Re: Changing the state of data checksums in a running cluster

From: Tomas Vondra <tomas(at)vondra(dot)me>
To: Daniel Gustafsson <daniel(at)yesql(dot)se>, Heikki Linnakangas <hlinnaka(at)iki(dot)fi>
Cc: Andres Freund <andres(at)anarazel(dot)de>, Bernd Helmle <mailings(at)oopsware(dot)de>, Michael Paquier <michael(at)paquier(dot)xyz>, Michael Banck <mbanck(at)gmx(dot)net>, PostgreSQL Hackers <pgsql-hackers(at)lists(dot)postgresql(dot)org>
Subject: Re: Changing the state of data checksums in a running cluster
Date: 2026-03-27 23:13:40
Message-ID: 68e8b8f2-c40a-4f0a-9d3f-5092d89d7afe@vondra.me
Views: Whole Thread | Raw Message | Download mbox | Resend email
Thread:
Lists: pgsql-hackers

Hi Daniel,

On 3/27/26 23:03, Daniel Gustafsson wrote:
> The attached rebase contains lots more polish, mostly renaming variable names
> for clarity, tidying up comments and documentation and some smaller bits of
> cleanup like moving more code out of xlog.c.
>
> This version runs all the tests in a normal test-run, with a few of them pared
> down with larger runs gated by PG_TEST_EXTRA. I thinkt the tests are still too
> expensive in the event of getting committed, but it's helpful to have them
> during dev and test.
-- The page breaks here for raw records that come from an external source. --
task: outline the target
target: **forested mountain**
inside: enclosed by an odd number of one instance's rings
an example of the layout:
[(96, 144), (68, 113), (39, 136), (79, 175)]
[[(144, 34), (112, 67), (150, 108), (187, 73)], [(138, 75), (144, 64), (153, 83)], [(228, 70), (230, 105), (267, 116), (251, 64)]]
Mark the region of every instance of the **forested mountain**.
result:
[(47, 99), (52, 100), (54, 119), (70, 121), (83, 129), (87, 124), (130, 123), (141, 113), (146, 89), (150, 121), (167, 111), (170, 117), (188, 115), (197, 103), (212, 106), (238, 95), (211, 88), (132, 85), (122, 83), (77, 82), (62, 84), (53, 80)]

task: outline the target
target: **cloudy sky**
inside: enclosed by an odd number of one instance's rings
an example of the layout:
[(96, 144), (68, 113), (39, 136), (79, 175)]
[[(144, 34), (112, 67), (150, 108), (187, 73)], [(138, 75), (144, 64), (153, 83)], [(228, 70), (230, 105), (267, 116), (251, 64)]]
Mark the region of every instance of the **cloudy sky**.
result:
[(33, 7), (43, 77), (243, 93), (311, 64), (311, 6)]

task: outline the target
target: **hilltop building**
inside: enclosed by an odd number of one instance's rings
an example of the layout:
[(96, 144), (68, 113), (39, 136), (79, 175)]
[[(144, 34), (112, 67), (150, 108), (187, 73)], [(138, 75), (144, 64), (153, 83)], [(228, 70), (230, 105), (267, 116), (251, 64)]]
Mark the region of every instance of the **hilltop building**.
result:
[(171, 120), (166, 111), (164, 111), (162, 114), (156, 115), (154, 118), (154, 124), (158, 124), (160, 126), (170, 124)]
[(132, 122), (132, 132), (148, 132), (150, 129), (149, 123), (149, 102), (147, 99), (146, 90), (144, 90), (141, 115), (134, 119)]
Executing pgbench sometimes fails in CI but I've been
> unable to reproduce that so not entirely sure what is going on there.
>
> Heikki, Andres and Tomas; as you have been reviewing this patchset, what do you
> feel is left for considering this for commit? (Apart from figuring out the CI
> test thing mentioned above which I think is a buildsystem issue.) I think 0001
> could be considered independently of 0002 and is cleanup in it's own right.
>

Nothing particular comes to my mind, really. All the suggestions and
ideas I've had regarding the patch I've already shared during the
earlier reviews/testing. I'll take a look over the weekend, but I don't
expect to find anything, especially now that Heikki reviewed it.

The only thing that bothered me were the checksum failures in VM/FSM.
The VM failures were fixed (right?), and the FSM failures are expected
because we don't WAL-log that (and so no FPIs either).

That's a bit unfortunate, but it's not a new issue or the fault of this
patch, and it doesn't make it any worse. Fine with me.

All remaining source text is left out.